I wouldn’t call Ganja and Hess scary, exactly, but it might just be one of the most unnerving horror films I’ve seen. A low-budget exercise from the blaxploitation era, Ganja has a raggedness that’s occasionally unprofessional, but more often than not it’s a purposeful attempt to give the narrative a nightmarishly surreal quality. At its most effective, this is an experimental overlapping of dialogue, image, voiceover and music that makes you feel as if you’re suffering from an awful fever dream.
That’s essentially what archeologist Dr. Hess Green (Duane Jones of Night of the Living Dead) suffers from after being stabbed with an ancient dagger by his assistant (director Bill Gunn). Cursed with a thirst for blood, Hess tries to restrain himself. But when the demons take over – and it feels that way, what with the chanting that arises on the soundtrack – he leaves his palatial suburban estate to feed on urban undesirables (there’s a ghastly, matter-of-fact murder of a prostitute and her pimp). As for the Ganja of the title, that’s the name of his assistant’s wife (Marlene Clark), whom he seduces and curses in an act of passion/revenge.

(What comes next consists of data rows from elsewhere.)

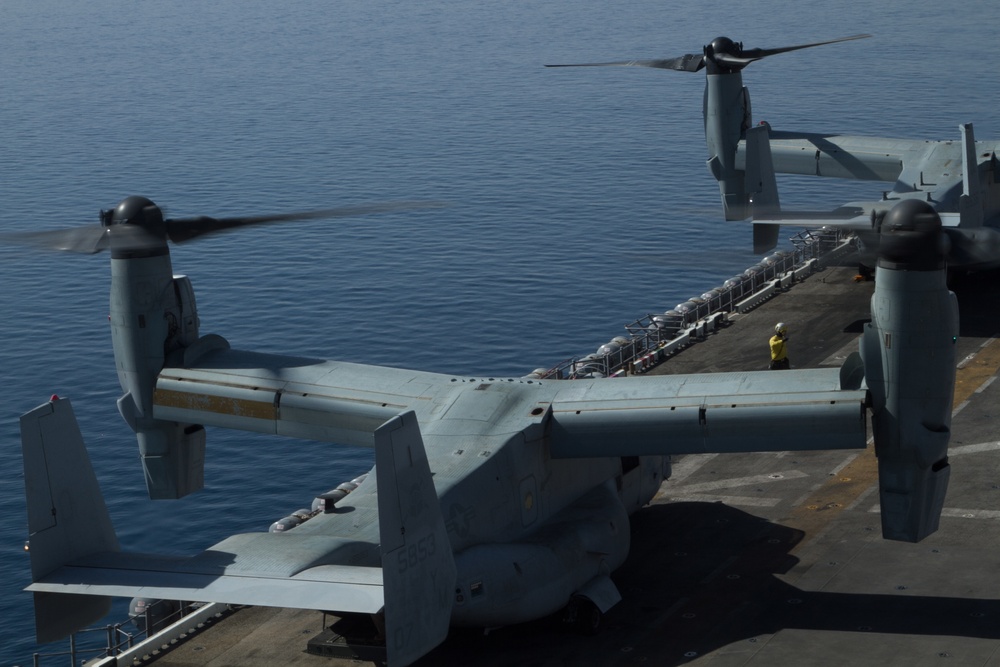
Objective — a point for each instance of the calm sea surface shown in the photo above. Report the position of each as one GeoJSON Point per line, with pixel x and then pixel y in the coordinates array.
{"type": "Point", "coordinates": [578, 199]}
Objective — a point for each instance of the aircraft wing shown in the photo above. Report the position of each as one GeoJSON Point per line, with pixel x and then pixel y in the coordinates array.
{"type": "Point", "coordinates": [839, 156]}
{"type": "Point", "coordinates": [292, 396]}
{"type": "Point", "coordinates": [718, 412]}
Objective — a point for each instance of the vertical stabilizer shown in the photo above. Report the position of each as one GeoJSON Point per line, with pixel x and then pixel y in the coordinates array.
{"type": "Point", "coordinates": [762, 187]}
{"type": "Point", "coordinates": [67, 517]}
{"type": "Point", "coordinates": [418, 569]}
{"type": "Point", "coordinates": [970, 204]}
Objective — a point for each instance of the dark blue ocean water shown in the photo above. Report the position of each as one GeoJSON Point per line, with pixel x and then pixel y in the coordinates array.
{"type": "Point", "coordinates": [578, 199]}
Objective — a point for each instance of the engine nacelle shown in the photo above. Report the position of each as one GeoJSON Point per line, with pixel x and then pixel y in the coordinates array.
{"type": "Point", "coordinates": [910, 356]}
{"type": "Point", "coordinates": [153, 315]}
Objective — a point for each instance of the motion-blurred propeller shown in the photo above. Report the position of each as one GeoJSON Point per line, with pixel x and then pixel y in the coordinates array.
{"type": "Point", "coordinates": [137, 224]}
{"type": "Point", "coordinates": [722, 55]}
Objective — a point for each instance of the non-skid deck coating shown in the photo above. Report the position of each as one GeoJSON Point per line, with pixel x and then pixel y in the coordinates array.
{"type": "Point", "coordinates": [762, 559]}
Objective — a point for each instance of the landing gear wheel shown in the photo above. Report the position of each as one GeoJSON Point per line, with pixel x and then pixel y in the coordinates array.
{"type": "Point", "coordinates": [584, 616]}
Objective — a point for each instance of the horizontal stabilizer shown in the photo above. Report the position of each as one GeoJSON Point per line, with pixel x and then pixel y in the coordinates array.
{"type": "Point", "coordinates": [329, 587]}
{"type": "Point", "coordinates": [67, 517]}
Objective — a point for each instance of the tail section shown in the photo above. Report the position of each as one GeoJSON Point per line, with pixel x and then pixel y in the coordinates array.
{"type": "Point", "coordinates": [418, 568]}
{"type": "Point", "coordinates": [67, 517]}
{"type": "Point", "coordinates": [762, 187]}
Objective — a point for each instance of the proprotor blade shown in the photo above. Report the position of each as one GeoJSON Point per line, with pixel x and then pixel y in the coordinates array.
{"type": "Point", "coordinates": [686, 63]}
{"type": "Point", "coordinates": [87, 239]}
{"type": "Point", "coordinates": [186, 229]}
{"type": "Point", "coordinates": [723, 53]}
{"type": "Point", "coordinates": [763, 53]}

I’ll confess I deduced more of these plot details from the explanatory titles at the start of the film than the movie itself, so scattered and impressionistic is its narrative. One of the many conventional things the movie doesn’t bother with is a realistic sense of time, which only furthers the dreamlike quality. Add other oddly unsettling elements – the ceremonial chime that goes off during a sex scene, a church baptism that gives the dousing of Daniel Day-Lewis in There Will Be Blood a run for its money – and you have a horror film that’s often as subliminally troubling as Stanley Kubrick’s The Shining. Ganja and Hess taps into something I don’t fully understand, yet it has just enough elements I’m familiar with – especially its frequent references to Christianity – to deeply, deeply disturb me.